The problem is - and this is why this development does not represent "significant political progress" - that the same Sunni groups that are willing to work with us to go after al-Qaeda are still committed to waging war against the current Shiite/Kurdish dominated government, and to eventually rejoining the fight to eject us from Iraq. They are partaking in a temporary marriage of convenience with us, but the alliance is not a lasting one, and it does not accomplish the goal of bringing the various Iraqi factions together.

Lowry goes on:

The U.S. political argument over benchmarks is shot through with bad faith anyway. Would the advocates of retreat really have a different position if the Iraqi parliament had managed to pass an oil-revenue-sharing law already? Unlikely.

That depends. The current petroleum law being discussed is bitterly opposed by the Sunnis. So, if it were passed over unified Sunni objections, no, that wouldn't help the political reconciliation process. Passing laws that Sunnis vehemently oppose won't encourage them to opt for the political process over the military one, but rather push them further into armed resistance.

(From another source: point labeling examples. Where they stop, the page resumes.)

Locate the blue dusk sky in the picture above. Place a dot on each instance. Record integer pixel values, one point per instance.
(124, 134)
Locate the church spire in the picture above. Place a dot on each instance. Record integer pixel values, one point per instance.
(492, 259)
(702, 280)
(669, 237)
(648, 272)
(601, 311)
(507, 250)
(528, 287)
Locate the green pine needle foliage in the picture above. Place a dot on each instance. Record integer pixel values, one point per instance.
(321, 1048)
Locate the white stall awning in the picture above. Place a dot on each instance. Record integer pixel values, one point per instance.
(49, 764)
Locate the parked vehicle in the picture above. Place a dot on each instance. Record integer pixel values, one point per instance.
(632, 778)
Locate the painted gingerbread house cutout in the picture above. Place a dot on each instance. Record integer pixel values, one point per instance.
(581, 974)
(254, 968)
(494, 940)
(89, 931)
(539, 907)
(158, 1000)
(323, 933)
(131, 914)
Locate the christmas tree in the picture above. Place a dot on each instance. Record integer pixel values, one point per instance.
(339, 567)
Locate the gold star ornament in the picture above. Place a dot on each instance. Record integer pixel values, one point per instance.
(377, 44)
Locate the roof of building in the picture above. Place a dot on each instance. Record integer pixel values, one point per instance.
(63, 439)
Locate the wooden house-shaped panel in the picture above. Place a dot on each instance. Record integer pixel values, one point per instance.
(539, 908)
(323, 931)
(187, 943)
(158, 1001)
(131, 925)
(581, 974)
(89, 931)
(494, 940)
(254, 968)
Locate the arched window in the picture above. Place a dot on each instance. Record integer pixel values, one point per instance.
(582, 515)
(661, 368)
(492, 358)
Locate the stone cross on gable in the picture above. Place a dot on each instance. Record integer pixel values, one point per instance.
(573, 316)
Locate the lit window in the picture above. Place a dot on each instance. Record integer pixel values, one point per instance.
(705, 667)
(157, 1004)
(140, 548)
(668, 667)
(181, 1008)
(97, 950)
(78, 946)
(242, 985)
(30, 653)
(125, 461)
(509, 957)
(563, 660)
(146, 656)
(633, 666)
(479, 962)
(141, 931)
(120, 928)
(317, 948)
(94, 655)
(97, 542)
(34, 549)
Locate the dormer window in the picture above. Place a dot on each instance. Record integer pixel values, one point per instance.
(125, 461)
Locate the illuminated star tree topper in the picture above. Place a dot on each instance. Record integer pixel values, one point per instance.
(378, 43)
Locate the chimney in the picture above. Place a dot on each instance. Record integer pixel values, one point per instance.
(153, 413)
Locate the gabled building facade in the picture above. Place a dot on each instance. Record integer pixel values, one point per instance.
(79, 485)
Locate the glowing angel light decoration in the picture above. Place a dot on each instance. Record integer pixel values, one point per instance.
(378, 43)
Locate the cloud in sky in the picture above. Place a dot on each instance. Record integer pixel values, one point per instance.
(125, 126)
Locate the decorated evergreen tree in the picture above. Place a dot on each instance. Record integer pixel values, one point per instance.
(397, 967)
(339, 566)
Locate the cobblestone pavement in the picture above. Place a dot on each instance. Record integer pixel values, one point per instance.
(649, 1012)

Along these lines, the various benchmarks should not be viewed as course-changing phenomena on their own. There is no magical, intrinsic quality that makes their enactment redemptive. The only worth of the various benchmarks is in their ability to deliver the desired end-game of a peaceful modus vivendi.

Now, if the political benchmarks can be implemented and the implementation can lead Sunnis, Shiites and Kurds to forge a political bond and cease fighting, then at least this advocate of withdrawal would have a different position (assuming our continued presence would be required after such a political resolution, which is not entirely clear).

Those are two enormous "ifs," though, and neither has a very good chance of breaking the right way, let alone both. Faced with those prospects, it's no surprise that Lowry would rather talk about some unrelated event that has actually occurred, and pretend that the deus just exed from the machina.